Abbreviation: Cat


A category is a structure $\mathbf{C}=\langle C,\circ,\text{dom},\text{cod}\rangle$ of type $\langle 2,1,1\rangle$ such that $C$ is a class,

$\langle C,\circ\rangle$ is a (large) partial semigroup

dom amd cod are total unary operations on $C$ such that

$\text{dom}(x)$ is a left unit: $\text{dom}(x)\circ x=x$

$\text{cod}(x)$ is a right unit: $x\circ\text{cod}(x)=x$

if $x\circ y$ exists then $\text{dom}(x\circ y)=\text{dom}(x)$ and $\text{cod}(x\circ y)=\text{cod}(y)$

$x\circ y$ exists iff $\text{cod}(x)=\text{dom}(y)$

Remark: The members of $C$ are called morphisms, $\circ$ is the partial operation of composition, dom is the domain and cod is the codomain of a morphism.

The set of objects of $C$ is the set $\mathbf{Obj}C=\{\text{dom}(x)|x\in C\}$. For $a,b\in C$ the set of homomorphism from $a$ to $b$ is $\text{Hom}(a,b)=\{c\in C|\text{dom}(c)=a\text{ and }\text{cod}(c)=b\}$.


Let $\mathbf{C}$ and $\mathbf{D}$ be categories. A morphism from $\mathbf{C}$ to $\mathbf{D}$ is a function $h:C\rightarrow D$ that is a homomorphism: $h(\text{dom}(c))=\text{dom}h(c)$, $h(\text{cod}(c))=\text{cod}h(c)$ and $h(c\circ d)=h(c) \circ h(d)$ whenever $c\circ d$ is defined.

Morphisms between categories are called functors.


Example 1: The category of function on sets with composition.

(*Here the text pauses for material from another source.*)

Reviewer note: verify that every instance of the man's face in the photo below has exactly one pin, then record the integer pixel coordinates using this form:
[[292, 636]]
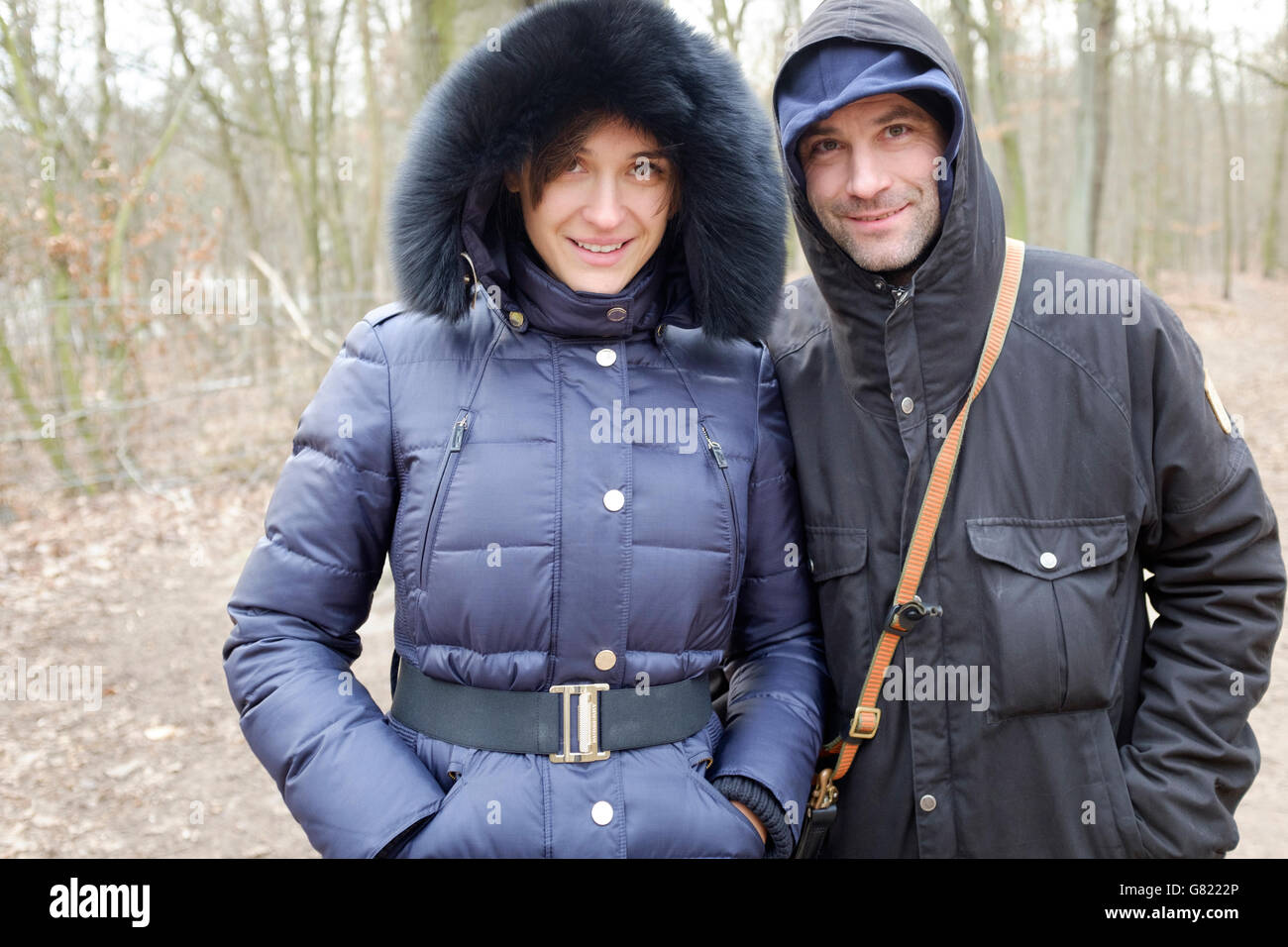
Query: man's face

In fact, most of the classes of mathematical structures in this database are categories.

Basic results




Finite members

$\begin{array}{lr} f(1)= &1\\ f(2)= &3\\ f(3)= &11\\ f(4)= &55\\ f(5)= &329\\ f(6)= &2858\\ f(7)= &\\ f(8)= &\\ f(9)= &\\ f(10)= &\\ \end{array}$